Define a custom alert that fires when a pod has been restarting frequently. Save the following as pod-restart-alert.yaml:

apiVersion: monitoring.coreos.com/v1
kind: PrometheusRule
metadata:
  name: pod-restart-alerts
  namespace: monitoring
  labels:
    release: kube-prometheus-stack
spec:
  groups:
    - name: pod.rules
      rules:
        - alert: PodHighRestartCount
          expr: increase(kube_pod_container_status_restarts_total[1h]) > 5
          for: 5m
          labels:
            severity: warning
          annotations:
            summary: "Pod {{ $labels.pod }} restarting frequently"
            description: "Container {{ $labels.container }} in pod {{ $labels.pod }} has restarted more than 5 times in the last hour."

kubectl apply -f pod-restart-alert.yaml

# Verify Prometheus picked up the rule
kubectl get prometheusrule -n monitoring

Step 6 — Configure Alertmanager via values.yaml

Configure Alertmanager to route warning severity alerts to a Slack channel by creating a custom values file and upgrading the Helm release.

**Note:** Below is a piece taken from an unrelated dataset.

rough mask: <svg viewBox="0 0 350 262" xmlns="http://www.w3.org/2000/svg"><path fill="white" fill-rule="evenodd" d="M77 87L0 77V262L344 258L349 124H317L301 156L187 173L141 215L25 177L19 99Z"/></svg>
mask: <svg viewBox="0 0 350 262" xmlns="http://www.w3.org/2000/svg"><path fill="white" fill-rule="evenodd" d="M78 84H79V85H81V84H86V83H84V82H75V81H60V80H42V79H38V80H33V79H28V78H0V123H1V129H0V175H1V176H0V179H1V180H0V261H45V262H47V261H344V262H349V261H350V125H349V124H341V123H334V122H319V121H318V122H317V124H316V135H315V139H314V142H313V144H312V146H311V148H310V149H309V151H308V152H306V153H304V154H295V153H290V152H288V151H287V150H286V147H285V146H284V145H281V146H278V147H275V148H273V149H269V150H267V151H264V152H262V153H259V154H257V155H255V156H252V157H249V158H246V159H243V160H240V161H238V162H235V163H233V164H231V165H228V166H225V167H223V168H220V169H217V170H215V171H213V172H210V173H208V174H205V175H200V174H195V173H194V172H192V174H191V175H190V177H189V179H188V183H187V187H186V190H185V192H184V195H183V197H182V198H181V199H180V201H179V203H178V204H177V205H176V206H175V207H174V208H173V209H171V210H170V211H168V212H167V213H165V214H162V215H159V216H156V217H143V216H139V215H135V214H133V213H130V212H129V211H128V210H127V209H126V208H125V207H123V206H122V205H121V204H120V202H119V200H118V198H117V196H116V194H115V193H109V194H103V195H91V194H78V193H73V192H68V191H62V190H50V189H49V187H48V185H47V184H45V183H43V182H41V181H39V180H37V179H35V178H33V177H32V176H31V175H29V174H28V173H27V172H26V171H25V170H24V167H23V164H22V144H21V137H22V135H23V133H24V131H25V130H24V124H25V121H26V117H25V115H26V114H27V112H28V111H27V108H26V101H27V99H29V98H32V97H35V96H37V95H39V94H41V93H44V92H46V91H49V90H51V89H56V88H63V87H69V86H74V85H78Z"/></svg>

cat > alertmanager-values.yaml << 'EOF'
alertmanager:
  config:
    global:
      slack_api_url: 'https://hooks.slack.com/services/YOUR/SLACK/WEBHOOK'
    route:
      receiver: 'slack-warnings'
      group_by: ['alertname', 'namespace']
      routes:
        - match:
            severity: warning
          receiver: 'slack-warnings'
    receivers:
      - name: 'slack-warnings'
        slack_configs:
          - channel: '#k8s-alerts'
            title: '{{ .CommonAnnotations.summary }}'
            text: '{{ .CommonAnnotations.description }}'
            send_resolved: true
EOF

helm upgrade kube-prometheus-stack 
  prometheus-community/kube-prometheus-stack 
  --namespace monitoring 
  --values alertmanager-values.yaml 
  --reuse-values

Conclusion

You have deployed the full kube-prometheus-stack on RHEL 8, exposed Grafana with browser access, explored built-in Kubernetes cluster and node dashboards, created a custom PrometheusRule alert for pod restart detection, and configured Alertmanager to forward warnings to Slack. This observability stack gives you the metrics visibility needed to catch performance degradation and capacity issues before they become outages.

Next steps: Set up persistent storage for Prometheus with a PersistentVolumeClaim for long-term metric retention, Add application-level metrics by instrumenting your services with the Prometheus client library, and Configure Grafana datasource and dashboard provisioning via ConfigMaps for reproducible setups.